Patients, who become dysphagic immediately after CVA, might recover with time when the controlateral non-injured center acquires the control of the complex act of swallowing[16]. In the present study, patients were investigated after stabilization of neurological lesions following a program of motor rehabilitation. Future investigations should evaluate the entity of post CVA recovery of constipation, if any, comparing bowel dysfunction immediately after CVA and after stabilization of the lesion and during a rehabilitative treatment.
Only 50% of the dysphagic patients complained of de novo constipation and the concomitant presence of both dysfunctions had no relationship with the site of neurological lesions. This finding is consistent with previous studies that identified distinct centers controlling the pharyngo-esophageal and anorectal function[31,32].
Data of this study did not show any association between de novo constipation and lesions of specific brain sites, but this relationship could not be properly addressed in the present investigation because brain injuries were widespread involving several centers and damaging many nervous loops.

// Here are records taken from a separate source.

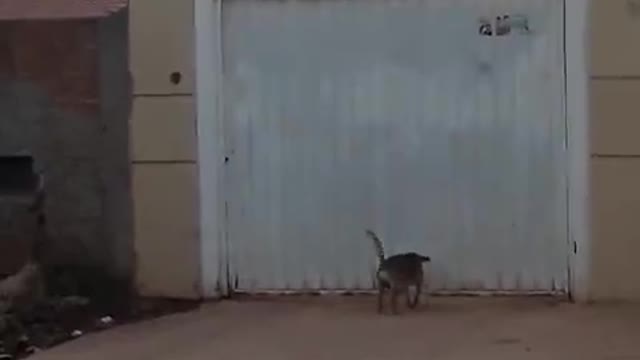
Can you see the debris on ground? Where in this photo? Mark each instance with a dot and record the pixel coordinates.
(77, 301)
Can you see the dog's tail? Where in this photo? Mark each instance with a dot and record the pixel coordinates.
(377, 243)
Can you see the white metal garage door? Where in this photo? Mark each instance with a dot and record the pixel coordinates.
(399, 116)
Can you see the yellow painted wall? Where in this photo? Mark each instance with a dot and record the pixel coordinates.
(615, 149)
(163, 143)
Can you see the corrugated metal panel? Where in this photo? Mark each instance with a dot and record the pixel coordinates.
(396, 116)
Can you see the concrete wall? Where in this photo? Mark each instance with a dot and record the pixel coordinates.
(615, 149)
(163, 142)
(50, 101)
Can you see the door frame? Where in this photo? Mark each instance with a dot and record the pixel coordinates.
(214, 242)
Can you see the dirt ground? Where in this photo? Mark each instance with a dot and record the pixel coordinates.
(348, 328)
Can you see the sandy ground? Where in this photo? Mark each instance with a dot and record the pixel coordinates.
(348, 328)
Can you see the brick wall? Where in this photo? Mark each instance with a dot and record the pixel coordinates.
(50, 99)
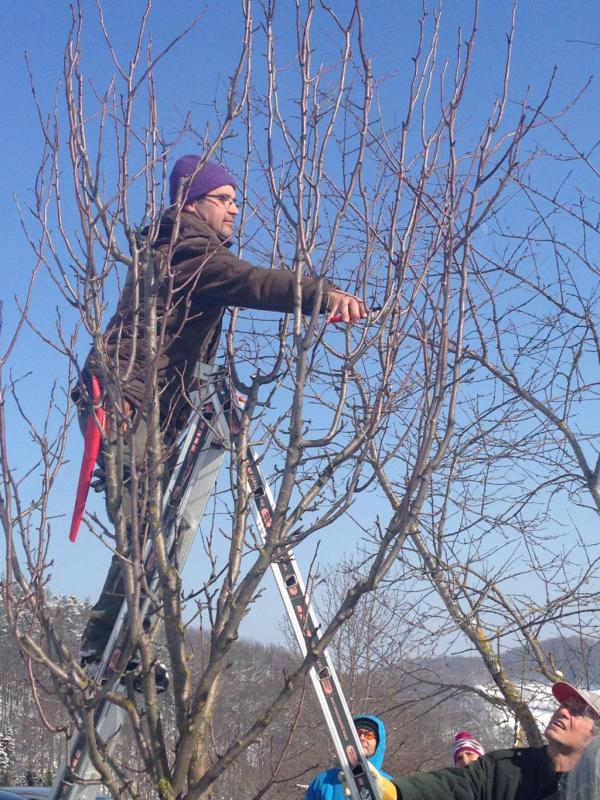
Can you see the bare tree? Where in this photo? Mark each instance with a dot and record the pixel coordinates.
(331, 189)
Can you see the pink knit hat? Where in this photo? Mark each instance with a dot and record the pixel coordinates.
(464, 741)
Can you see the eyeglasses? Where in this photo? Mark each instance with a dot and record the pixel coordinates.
(579, 709)
(223, 199)
(363, 733)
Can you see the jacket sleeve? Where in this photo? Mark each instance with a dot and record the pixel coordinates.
(214, 276)
(466, 783)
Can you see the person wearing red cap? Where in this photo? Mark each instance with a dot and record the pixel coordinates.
(520, 773)
(466, 749)
(201, 278)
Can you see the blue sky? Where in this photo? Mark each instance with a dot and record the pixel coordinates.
(549, 33)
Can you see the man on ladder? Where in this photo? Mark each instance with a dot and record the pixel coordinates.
(199, 278)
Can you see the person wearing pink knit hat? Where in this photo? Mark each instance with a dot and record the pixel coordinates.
(466, 749)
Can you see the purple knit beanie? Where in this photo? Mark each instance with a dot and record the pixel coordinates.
(205, 180)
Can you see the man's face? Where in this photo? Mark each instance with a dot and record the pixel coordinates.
(466, 757)
(368, 740)
(572, 726)
(217, 209)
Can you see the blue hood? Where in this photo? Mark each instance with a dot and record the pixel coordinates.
(377, 758)
(326, 785)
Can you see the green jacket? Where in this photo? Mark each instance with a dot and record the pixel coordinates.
(521, 774)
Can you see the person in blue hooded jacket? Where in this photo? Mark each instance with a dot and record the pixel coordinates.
(371, 733)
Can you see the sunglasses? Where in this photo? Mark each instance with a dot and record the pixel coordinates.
(364, 733)
(579, 709)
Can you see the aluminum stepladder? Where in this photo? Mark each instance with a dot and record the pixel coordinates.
(210, 434)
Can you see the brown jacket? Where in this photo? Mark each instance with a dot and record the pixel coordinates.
(202, 278)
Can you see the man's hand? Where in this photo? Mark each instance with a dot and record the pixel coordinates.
(385, 788)
(345, 307)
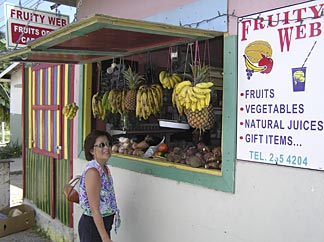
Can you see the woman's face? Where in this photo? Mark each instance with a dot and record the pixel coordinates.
(101, 149)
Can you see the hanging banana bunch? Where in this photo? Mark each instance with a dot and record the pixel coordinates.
(149, 100)
(97, 108)
(115, 101)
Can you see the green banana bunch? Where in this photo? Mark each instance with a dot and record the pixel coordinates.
(70, 110)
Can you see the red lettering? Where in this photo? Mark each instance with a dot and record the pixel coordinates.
(19, 14)
(285, 37)
(299, 13)
(300, 33)
(317, 12)
(245, 29)
(12, 13)
(274, 23)
(258, 23)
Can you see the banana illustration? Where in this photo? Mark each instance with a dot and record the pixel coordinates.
(250, 66)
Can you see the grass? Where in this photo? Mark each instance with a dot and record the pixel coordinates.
(10, 150)
(6, 137)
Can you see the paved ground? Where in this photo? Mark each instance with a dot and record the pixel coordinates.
(30, 235)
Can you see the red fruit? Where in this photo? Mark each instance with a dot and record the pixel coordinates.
(163, 148)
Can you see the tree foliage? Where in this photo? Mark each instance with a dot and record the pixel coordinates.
(4, 87)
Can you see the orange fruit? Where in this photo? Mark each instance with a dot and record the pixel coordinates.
(163, 148)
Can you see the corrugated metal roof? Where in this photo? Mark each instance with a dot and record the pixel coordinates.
(102, 37)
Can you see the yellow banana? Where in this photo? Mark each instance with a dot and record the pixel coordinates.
(184, 91)
(65, 109)
(95, 110)
(199, 107)
(204, 84)
(201, 90)
(207, 100)
(105, 100)
(193, 106)
(99, 104)
(162, 75)
(176, 77)
(181, 85)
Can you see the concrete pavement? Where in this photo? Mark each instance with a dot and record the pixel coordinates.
(16, 198)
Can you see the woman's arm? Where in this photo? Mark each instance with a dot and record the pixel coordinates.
(93, 187)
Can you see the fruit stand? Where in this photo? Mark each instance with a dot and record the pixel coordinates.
(171, 94)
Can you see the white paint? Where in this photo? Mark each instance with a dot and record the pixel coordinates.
(270, 203)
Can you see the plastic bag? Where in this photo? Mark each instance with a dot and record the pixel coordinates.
(152, 149)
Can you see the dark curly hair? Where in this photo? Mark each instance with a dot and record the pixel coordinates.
(90, 141)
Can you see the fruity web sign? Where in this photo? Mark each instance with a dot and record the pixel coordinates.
(24, 25)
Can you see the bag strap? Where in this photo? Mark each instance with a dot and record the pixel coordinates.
(73, 182)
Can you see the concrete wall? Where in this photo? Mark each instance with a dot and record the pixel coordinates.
(16, 106)
(270, 203)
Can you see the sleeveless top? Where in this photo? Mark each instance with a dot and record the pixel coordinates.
(108, 203)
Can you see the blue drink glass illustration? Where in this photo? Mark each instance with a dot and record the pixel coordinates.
(299, 78)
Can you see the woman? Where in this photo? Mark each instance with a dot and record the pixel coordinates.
(96, 194)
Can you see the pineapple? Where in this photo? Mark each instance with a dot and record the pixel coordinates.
(133, 80)
(205, 118)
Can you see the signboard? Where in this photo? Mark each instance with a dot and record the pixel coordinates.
(24, 24)
(280, 116)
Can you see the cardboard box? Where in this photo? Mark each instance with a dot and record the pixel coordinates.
(23, 221)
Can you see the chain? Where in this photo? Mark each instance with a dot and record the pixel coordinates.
(77, 10)
(26, 26)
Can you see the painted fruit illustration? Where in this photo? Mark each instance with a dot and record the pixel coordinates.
(257, 57)
(299, 76)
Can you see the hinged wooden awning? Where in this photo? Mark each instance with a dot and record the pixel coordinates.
(103, 37)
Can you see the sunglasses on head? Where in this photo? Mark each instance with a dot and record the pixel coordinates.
(101, 145)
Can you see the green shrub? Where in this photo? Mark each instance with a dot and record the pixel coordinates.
(11, 150)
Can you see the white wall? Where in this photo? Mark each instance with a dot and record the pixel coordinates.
(270, 204)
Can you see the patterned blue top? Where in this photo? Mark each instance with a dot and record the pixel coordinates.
(108, 204)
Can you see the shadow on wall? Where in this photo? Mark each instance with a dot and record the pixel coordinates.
(11, 150)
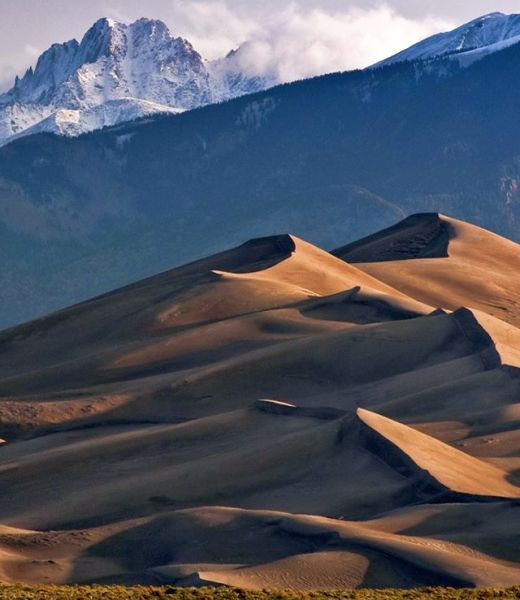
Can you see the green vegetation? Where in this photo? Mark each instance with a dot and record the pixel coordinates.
(115, 592)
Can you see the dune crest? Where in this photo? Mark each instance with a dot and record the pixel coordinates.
(274, 416)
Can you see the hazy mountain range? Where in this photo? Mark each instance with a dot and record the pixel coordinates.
(120, 72)
(329, 159)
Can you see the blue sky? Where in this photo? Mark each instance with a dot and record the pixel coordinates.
(306, 37)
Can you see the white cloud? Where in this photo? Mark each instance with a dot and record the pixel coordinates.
(295, 42)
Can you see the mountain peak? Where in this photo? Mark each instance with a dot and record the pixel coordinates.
(125, 71)
(483, 35)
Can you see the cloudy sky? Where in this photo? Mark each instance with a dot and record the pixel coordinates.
(297, 39)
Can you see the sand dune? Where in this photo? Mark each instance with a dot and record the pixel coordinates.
(274, 416)
(444, 262)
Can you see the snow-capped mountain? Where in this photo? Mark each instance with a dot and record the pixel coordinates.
(466, 43)
(117, 73)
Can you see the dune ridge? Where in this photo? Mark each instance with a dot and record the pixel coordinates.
(274, 416)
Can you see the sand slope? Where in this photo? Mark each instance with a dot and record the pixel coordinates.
(274, 416)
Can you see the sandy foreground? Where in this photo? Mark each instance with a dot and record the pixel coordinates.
(275, 416)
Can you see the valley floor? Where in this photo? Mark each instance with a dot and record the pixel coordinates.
(19, 592)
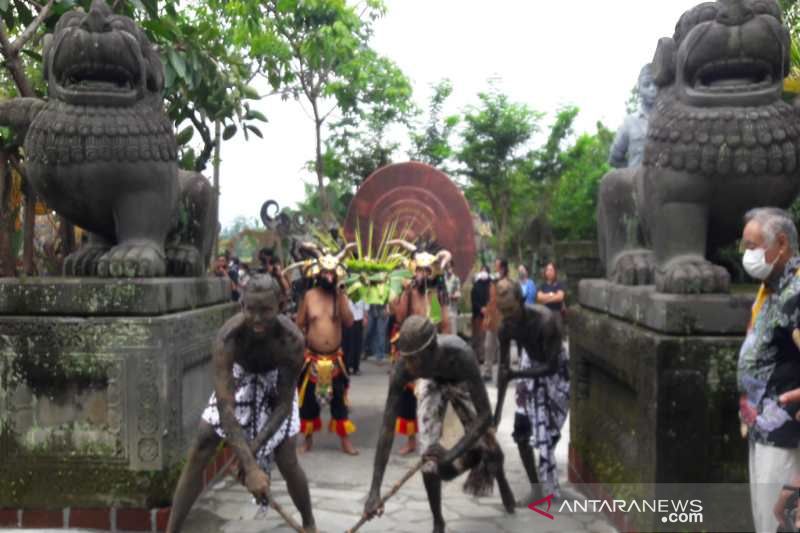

Fecal incontinence has been reported to occur in about 30% of patients in the first few weeks immediately after stroke and between 3%-11% at 3 months and thereafter[33,34]. The 5.5% prevalence of de novo fecal incontinence at least 3 months after a CVA in patients of this study, is consistent with previous reports[33]. The largely transient and early manifestation of fecal incontinence after stroke appears to be related more to impaired consciousness, immobility and inadequate nurse assistance than to the neurological damage per se. The similar occurrence of fecal incontinence in hemiplegic and orthopedic patients suggests that this phenomenon can be secondary to other factors than the neurological damage.
This study shows that chronic constipation is a frequent outcome secondary to cerebrovascular accident. Constipation is due to neurological lesions independently from the injured brain hemisphere, and is unrelated to age, gender and physical inactivity.
The risk of developing chronic constipation with CVA in either one of the cerebral hemispheres suggests that defecatory centers are located in both hemispheres being only one of the two physiologically dominants. The role of drugs as a co-factor in constipation after stroke must be better evaluated and interpreted.